Nous avons affaire alors aux effets du désir qui sont en nous. Qu’est-ce qu’on en fait maintenant ? Peut-être faut-il abandonner son désir lorsqu’il n’est pas possible de le satisfaire, mais ce n’est pas possible comme on le sait bien, car les désirs ne s’évacuent pas aussi facilement. La frustration, la colère, la tristesse sont inévitables dans ce cas-là. Il serait plus efficace de réévaluer son désir pour savoir vers où il nous emmène. Pour contrer son effet sur nous, on peut se demander s’il est avantageux de le laisser agir sur nous comme il le fait ? Est-ce que le mal qu’il nous fait est nécessaire ? Il ne va pas nous aider à le satisfaire. Il est utile aussi d’essayer de le satisfaire avec d’autres stratégies qui dépendent de nous, de rediriger l’énergie du désir vers quelque chose qui va être plus productive et utile, plutôt que de rester bloqué sur le désir initial.
Épictète conseillait à un disciple qui était pris par une représentation qui l’entraînait : « substitue-lui une autre représentation, belle, noble, et chasse l’autre, celle qui est indécente. » Entretiens, Livre II, 18, 23-26.
Pour les stoïciens, rediriger son désir vers le meilleur revenait à essayer de faire preuve d’une des quatre vertus : Justice, Courage, Tempérance et Sagesse pratique. C’est là que cette dernière vertu peut nous être utile. La sagesse pratique consiste à savoir comment réagir selon les particularités des circonstances pour viser le plus juste et agir de la manière la plus adéquate. C’est une vertu très générale, dans le sens où elle est applicable partout et adaptable à l’infini. Comment pouvons-nous mieux gérer notre désir dans la situation où nous nous trouvons ? Quelle est la meilleure manière de nous en sortir avec le meilleur avantage et le moins de dégâts ? Cela ne s’apprend qu’avec l’expérience et la confrontation à des situations similaires. Chaque situation est l’occasion d’apprendre. Le stoïcien fait feu de tout bois. À chaque fois, nous apprenons mieux à ajuster notre viseur, comme un archer, ou comme dans n’importe quelle profession en vérité. Quelqu’un d’expérimenté va trouver qu’un petit jeune est très grossier dans sa manière de travailler. Il n’est pas aussi précis et ne voit pas aussi loin. C’est parce que l’expérimenté a vu plusieurs situations où il a appris à mieux évaluer les données devant lui et à mieux répondre. L’expérimenté fait preuve de sagesse pratique dans sa profession.

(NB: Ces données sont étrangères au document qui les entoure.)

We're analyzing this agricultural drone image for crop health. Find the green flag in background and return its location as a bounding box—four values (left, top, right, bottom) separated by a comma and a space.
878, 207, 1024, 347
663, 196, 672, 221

Ainsi, lorsqu’un désir survient et que nous ne voulons pas le laisser nous envahir et nous posséder, nous pouvons faire en sorte de faire un meilleur usage de ce qu’il provoque en nous en redirigeant son énergie et notre attention vers quelque chose de plus utile, qui nous avantage. Toute situation est l’occasion de travailler sur soi-même, surtout les plus difficiles, car c’est là où nous pouvons apprendre le plus.

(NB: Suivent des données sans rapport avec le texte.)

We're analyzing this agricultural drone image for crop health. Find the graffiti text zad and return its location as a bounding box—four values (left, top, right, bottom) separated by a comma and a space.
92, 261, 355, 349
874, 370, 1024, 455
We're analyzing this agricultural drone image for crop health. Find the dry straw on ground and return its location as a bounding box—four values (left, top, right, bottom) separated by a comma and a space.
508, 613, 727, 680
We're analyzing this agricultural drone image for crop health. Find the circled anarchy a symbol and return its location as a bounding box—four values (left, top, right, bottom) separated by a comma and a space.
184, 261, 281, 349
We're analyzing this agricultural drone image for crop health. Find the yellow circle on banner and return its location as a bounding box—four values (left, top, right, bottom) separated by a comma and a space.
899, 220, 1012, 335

Avec de l’entraînement et de l’habituation, les désirs deviennent clairement reconnaissables lorsqu’ils surviennent en nous, et le contrôle de soi est plus simple. Nous avons alors la sensation d’être le capitaine du bateau qui sait comment gérer tout changement de météo et toute agitation de la mer. Le capitaine n’en veut pas à la mer ou à la météo, il redirige son bateau pour s’adapter à la situation, et il sait toujours se diriger même si la mer l’a fait reculer et l’a empêché d’arriver à bon port.